Up in the front, you’ll find the two 200mm fans are pre-installed, but they’re fitted on the outside of the case, within the depth of the front panel shroud. This frees up more space in the main area of the case, which is great. Obviously, you can strip them out and replace them with whatever fans you want to, but I can’t imagine why, as they look pretty awesome.
There’s an additional fan/radiator mount on the backplate too, albeit I don’t think you could get a radiator there and in the front, they’ll most likely conflict, but I’m sure you could come up with an interesting setup. I’d rather have stock fans in the front, and a radiator on the side, and perhaps another at the top.

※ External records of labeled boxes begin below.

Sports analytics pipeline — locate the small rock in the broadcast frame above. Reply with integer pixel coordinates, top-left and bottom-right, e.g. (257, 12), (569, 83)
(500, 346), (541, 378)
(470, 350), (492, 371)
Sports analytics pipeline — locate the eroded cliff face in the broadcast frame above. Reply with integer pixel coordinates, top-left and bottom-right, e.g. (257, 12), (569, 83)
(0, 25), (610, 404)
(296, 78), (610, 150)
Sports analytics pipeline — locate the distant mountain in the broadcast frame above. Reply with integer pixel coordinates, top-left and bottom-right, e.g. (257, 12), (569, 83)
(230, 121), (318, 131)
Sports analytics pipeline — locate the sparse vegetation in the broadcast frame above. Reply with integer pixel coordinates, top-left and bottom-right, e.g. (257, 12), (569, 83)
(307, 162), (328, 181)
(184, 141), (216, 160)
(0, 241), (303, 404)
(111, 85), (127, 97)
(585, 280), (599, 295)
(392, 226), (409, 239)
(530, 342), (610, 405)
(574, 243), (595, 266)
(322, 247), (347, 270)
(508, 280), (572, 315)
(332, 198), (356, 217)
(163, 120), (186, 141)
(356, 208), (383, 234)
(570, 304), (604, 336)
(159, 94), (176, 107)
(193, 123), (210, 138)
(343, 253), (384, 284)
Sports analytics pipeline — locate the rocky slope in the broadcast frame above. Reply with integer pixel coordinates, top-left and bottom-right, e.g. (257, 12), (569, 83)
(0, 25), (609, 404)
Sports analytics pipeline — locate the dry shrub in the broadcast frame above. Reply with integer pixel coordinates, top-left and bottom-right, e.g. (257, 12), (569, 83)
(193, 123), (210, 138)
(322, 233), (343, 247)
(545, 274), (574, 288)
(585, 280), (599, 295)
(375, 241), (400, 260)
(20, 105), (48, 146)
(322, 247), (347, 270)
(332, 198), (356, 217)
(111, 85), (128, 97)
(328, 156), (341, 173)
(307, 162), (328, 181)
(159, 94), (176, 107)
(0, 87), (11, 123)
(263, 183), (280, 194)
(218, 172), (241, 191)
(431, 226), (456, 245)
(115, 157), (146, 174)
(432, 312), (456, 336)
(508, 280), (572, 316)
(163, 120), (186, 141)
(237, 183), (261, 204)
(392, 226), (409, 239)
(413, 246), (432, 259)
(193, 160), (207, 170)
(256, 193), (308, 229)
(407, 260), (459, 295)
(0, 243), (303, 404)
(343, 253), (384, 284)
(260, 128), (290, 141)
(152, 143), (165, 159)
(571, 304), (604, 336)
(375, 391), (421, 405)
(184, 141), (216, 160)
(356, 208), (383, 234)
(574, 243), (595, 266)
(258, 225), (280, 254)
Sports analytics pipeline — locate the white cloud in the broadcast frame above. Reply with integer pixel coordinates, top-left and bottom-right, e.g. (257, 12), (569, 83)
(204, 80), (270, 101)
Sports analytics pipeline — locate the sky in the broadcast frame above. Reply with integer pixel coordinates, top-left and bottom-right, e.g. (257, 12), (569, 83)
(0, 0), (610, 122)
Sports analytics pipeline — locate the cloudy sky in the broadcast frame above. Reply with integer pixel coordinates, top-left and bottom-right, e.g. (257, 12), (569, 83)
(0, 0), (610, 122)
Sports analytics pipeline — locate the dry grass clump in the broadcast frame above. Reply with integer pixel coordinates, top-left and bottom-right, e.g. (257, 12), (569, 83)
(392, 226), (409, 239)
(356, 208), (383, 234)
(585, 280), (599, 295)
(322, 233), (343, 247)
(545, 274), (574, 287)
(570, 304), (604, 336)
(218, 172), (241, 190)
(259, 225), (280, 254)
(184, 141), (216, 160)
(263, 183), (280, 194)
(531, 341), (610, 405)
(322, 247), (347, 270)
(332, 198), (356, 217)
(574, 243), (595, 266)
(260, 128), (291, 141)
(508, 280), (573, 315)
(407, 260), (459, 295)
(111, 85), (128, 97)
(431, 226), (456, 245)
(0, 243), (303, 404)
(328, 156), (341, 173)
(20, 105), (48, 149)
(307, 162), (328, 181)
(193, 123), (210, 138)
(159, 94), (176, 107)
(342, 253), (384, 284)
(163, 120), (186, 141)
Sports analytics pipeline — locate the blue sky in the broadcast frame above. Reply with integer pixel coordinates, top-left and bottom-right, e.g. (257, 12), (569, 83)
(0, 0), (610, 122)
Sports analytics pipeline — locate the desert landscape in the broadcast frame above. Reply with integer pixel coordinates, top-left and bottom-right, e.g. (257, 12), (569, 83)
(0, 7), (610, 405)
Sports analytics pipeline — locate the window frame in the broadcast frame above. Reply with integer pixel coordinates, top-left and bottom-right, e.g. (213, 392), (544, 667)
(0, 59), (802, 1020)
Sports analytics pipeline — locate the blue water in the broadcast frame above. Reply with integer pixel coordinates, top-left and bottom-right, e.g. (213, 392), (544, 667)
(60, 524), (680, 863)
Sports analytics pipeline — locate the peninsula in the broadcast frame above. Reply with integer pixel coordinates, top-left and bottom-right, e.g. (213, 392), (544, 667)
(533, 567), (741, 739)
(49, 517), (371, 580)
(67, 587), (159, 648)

Now, Elephant in the room, because here’s something we rarely see now. That’s right, these are HDD bays in the front of the case! Or at least accessible front the front. Most cases have them here, but they’re obscured by the PSU shroud. I actually like this design though, it’s the base of both worlds and gives you easy access. Plus, it’s fully removable too should you want that space for cooling hardware.
The PSU shroud is packed with features, such as additional ventilation, plentiful routing holes, and a PSU viewing cut-out, which is just three ways of saying it has lots of holes I guess. There’s an SSD mounting bracket on the top, and a vertical GPU support tray there too.
the main motherboard mount supports everything from mini-ITX, which would look stupid in here, I’m sure, all the way up to E-ATX. The routing grommets are nice and large too and should make easy work of dealing with bulky cables.
Up at the top, there’s good clearance for any top-mounted cooling, handy if you’re worried about it clashing with large motherboard VRMs. There are some angled cable routing holes up here too.
In the back of the case, there’s loads of room, but that’s hardly surprising. Cable management should be a breeze even for the catastrophically lazy system builders among you. Just cram it all together and slap the side panel on, there’s enough space for it.
There are plenty of additional storage mounts throughout this case, so in total, you can have 2 x 3.5” with 4 x 2.5” or 6 x 2.5”.
Boom, look at those beastly fans!
Four screws will help you whip out the glass panel.
This other panel was included in the box!
Presto Chango, we got a ventilated steel panel now.